取引価格の制度が無くなったとはいえ、その%の格付けは今も品質の評価基準とされているので、取引価格もグランクリュの畑の価格は他と比較して高額となっています。
主要栽培地域
- モンターニュ ド ランス・・ランスとエペルネにまたがる一番大きな地域です。石灰質の土壌で主にピノノワールの栽培を行っています。9つのグランクリュがあります。
- ヴァレドラマルヌ・・名の通りマルヌ川に沿った地域です。石灰質土壌から粘土質や砂質など様々な土壌が広がります。ピノムニエが多く栽培されています。2つのグランクリュを持ちます。
- コート デ ブラン・・エペルネから南に広がる丘陵斜面に広がる地域です。白亜の石灰質土壌でミネラル分が豊富なことによりシャルドネの栽培がメインです。6つのグランクリュがあります。

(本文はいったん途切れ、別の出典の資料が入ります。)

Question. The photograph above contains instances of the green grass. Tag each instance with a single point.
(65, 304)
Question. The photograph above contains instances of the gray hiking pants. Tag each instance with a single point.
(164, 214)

- コート デ ブラン・・他の地域から少し離れた南にあり、シャブリ地区の上に位置します。シャブリに似た土壌でありシャルドネも栽培されていますが、ピノノワールの栽培がおおいところです。
単一畑のシャンパン
村単位での格付けですが、ブルゴーニュのように単一畑のシャンパンも存在します。クリュッグのクロ・デ・メニルやドゥラモットのサロンなどはコートデブランのメニルの単一畑であり、エリックロデスのリュディはアンボネの単一畑のぶどうを使っています。ちなみにシャルドネ100%で造るシャンパンをブランドブランと呼び、ピノノワール100%で造るシャンパンをブランドノワールと呼びます。
ドンペリはグランクリュ?
モエエシャンドンのプレステージシャンパンといえばドンペリニヨンですが、グランクリュのぶどうのみで造られているわけではありません。ドンペリニヨンゆかりの地であるマルヌのオーヴィレール大修道院のぶどう(プルミエクリュ)を使っているからです。プルミエクリュは1%で残り99%はグランクリュとの説がありますが、正式には公表されていないようです。その他のメゾンのプレステージ級も同様、グランクリュメインが多いようですがプルミエクリュとの比率はまちまちのようです。正確にはボルドーのグランヴァン同様、その年のぶどうの出来により変わってくると推測されます。グランクリュ100%を使ったシャンパンはラベルにGRAND CRUと大きく書かれているのが一般的です。
おわりに
シャンパンはスティルワイン以上に造り上げる手間がかかります。瓶内二次発酵させる期間で繊細な泡を造り上げていったりドサージュ(糖度調整)で残糖量を調整するなど、各メゾンの個性と技がキラリと光るのがシャンパンです。ちなみに瓶内二次発酵で生まれる泡とシャルマ式(大きなタンクで二次発酵)では一つ一つの泡粒の大きさに違いがあるとされ、泡立ちの時間もシャンパンのほうが良いとされています。価格が高くなってしまうのも納得がいきますね。